Serginho foi despertado pouco antes das sete da manhã. Enquanto ele fazia a primeira higiene corporal do dia, sua mãe preparava o café-da-manhã. Teria que mandá-lo bem alimentado para a escola.
O menino sentou-se espalhafatosamente à mesa e mal deu atenção à refeição. Demonstrava muito mais atenção à tevê que transmitia as notícias matinais. O locutor anunciou: "Mais um homem-bomba estoura num mercado em Telaviv. Até o momento o saldo de mortos é de mais de uma centena de pessoas..."
O garoto ainda não acabara a refeição quando a perua buzina no portão. A mãe agasalha a mochila com o material escolar e o conduz ao veículo. Ela acena sorridente para o filho. Ele apenas faz um leve meneio com a cabeça pouco erguida. Não emite sequer um pequeno sorriso. A mãe fica a espreitar até o veículo escolar sumir na esquina.

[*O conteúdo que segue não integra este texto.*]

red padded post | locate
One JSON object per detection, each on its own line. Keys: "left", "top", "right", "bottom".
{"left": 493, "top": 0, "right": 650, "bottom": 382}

À noite Serginho deixa transparecer sua preo- cupação. A mãe percebe uma anormalidade no comportamento do garoto. Naquele dia ele sequer efetuou as tarefas escolares. Está ansioso para assistir ao telejornal noturno. Senta-se no sofá frente à tevê ao lado do pai e como uma pessoa a dulta atenta para cada detalhe do noticiário. Ansioso ele aguarda as notícias do Oriente Médio. "Um jovem muçulmano de apenas dezessete anos tinha uma considertável quantidade de explosivos presos ao cinturão". O correspondente internacional faz a narrativa de toda a notícia trágica. Nos últmos meses se tornaram constantes os episódios sangrentos culminados pelo embate entre israelenses e palestinos. Quase todos os dias os jornais transmitem notícias fatídicas do conturbado subcontinente. No entanto, quase imperceptivelmente o garoto Serginho comove-se com aquelas notícias. Com uma ansiedade fora do comum mal ele vê passar as horas para poder, como um bom telespectador, ver e ouvir os fatos horripilantes.

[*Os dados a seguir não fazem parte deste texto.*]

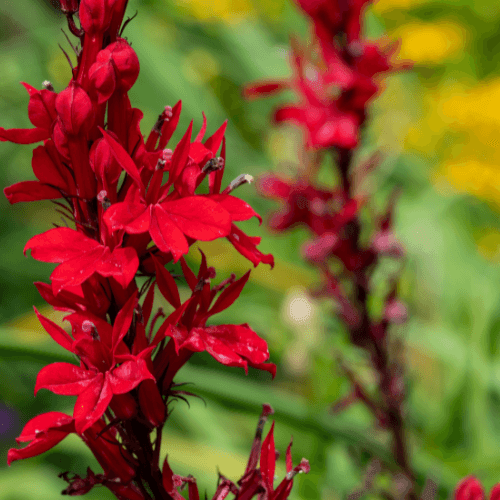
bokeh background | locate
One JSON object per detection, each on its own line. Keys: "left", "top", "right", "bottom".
{"left": 1, "top": 0, "right": 500, "bottom": 498}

No final da semana seguinte vai ao shoping com os pais. É véspera de seu aniversário. Os pais não querem lhe fazer nenhuma suspresa e perguntam qual o presente que ele deseja ganhar. "Eu quero um cinturão". Estupefatos, pai e mãe, tentam convencê-lo a aceitar um presente mais adequado. O menino não se dá por vencido. Insiste em querer um cinturão largo e de fivela grande. Contariados os pais se dirigem a uma loja do ramo a fim de satisfazer o desejo do filho de oito anos de idade. Todo contente o menino sai da loja tentando prender o cinturão à cintura. Os pais se entreolham num misto de apreensão e perplexidade.
Alguns dias depois os pais percebem que os noticiarios do Oriente Médio estão interferindo no caráter do filho.Todas as manhãs o menino senta-se à mesa mais atento aos noticiários do que à refeição. À noite ele amarra o cinturaão de fivelas à cintura e com exagerado esmero senta-se no sofá, ao lado do pai, para assistir ao noticiário internacional.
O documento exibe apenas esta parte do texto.